We choose which representations of our data to use, JSON, CSV, XML, or whatever, depending on habit, convenience, or the context we want to use that data in. On the other hand, having an interoperable generic toolchain such as that provided by XML to process data is of immense value. How do we resolve the conflicting requirements of convenience, habit, and context, and still enable a generic toolchain?
Invisible XML (ixml) is a method for treating non-XML documents as if they were XML, enabling authors to write documents and data in a format they prefer while providing XML for processes that are more effective with XML content.
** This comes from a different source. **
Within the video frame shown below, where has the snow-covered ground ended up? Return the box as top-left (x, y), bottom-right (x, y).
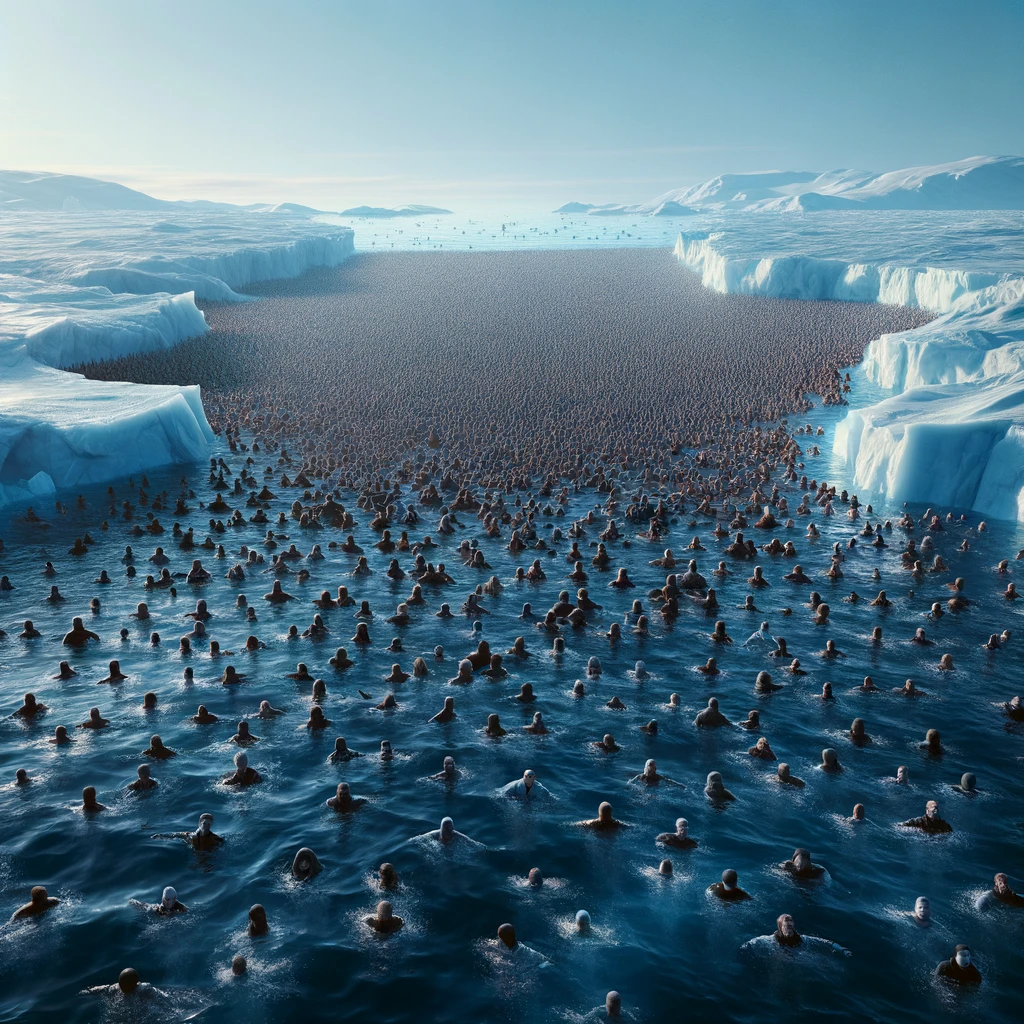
top-left (675, 210), bottom-right (1024, 519)
top-left (6, 158), bottom-right (1024, 519)
top-left (0, 201), bottom-right (353, 504)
For example, it can turn CSS code like
body {color: blue; font-weight: bold}
into XML like
<css> <rule> <simple-selector name="body"/> <block> <property> <name>color</name> <value>blue</value> </property> <property> <name>font-weight</name> <value>bold</value> </property> </block> </rule> </css>
or
<css> <rule> <selector>body</selector> <block> <property name="color" value="blue"/> <property name="font-weight" value="bold"/> </block> </rule> </css>
depending on choice.
This is an ongoing project to provide software that lets you treat any parsable format as if it were XML, without the need for markup.
- The (draft) Specification for Invisible XML formally describes the language.
- The hands-on tutorial shows you how to use it.
- The ixml grammar in ixml serialization.
- The ixml grammar in XML serialization.
There are five papers on the development:
- Invisible XML: Introduces the concepts, and develops a notation to support them.
- Data just wants to be (format) neutral: Discusses issues with automatic serialisation, and the relationship between Invisible XML grammars and data schemas.
- Parse Earley, Parse Often: How to parse anything to XML: Discusses issues around grammar design, and in particular parsing algorithms used to recognise any document, and converting the resultant parse-tree into XML, and gives a new perspective on a classic algorithm.
- On the Descriptions of Data: The Usability of Notations: Discusses changes to the design following experience with using it, giving examples of its use to develop data descriptions, and in passing, suggests other output formats.
- On the Specification of Invisible XML: Describes decisions made during the production of the specification of ixml.
Software to support ixml will be made available at a later date, but it is already usable via a link; see the tutorial for details.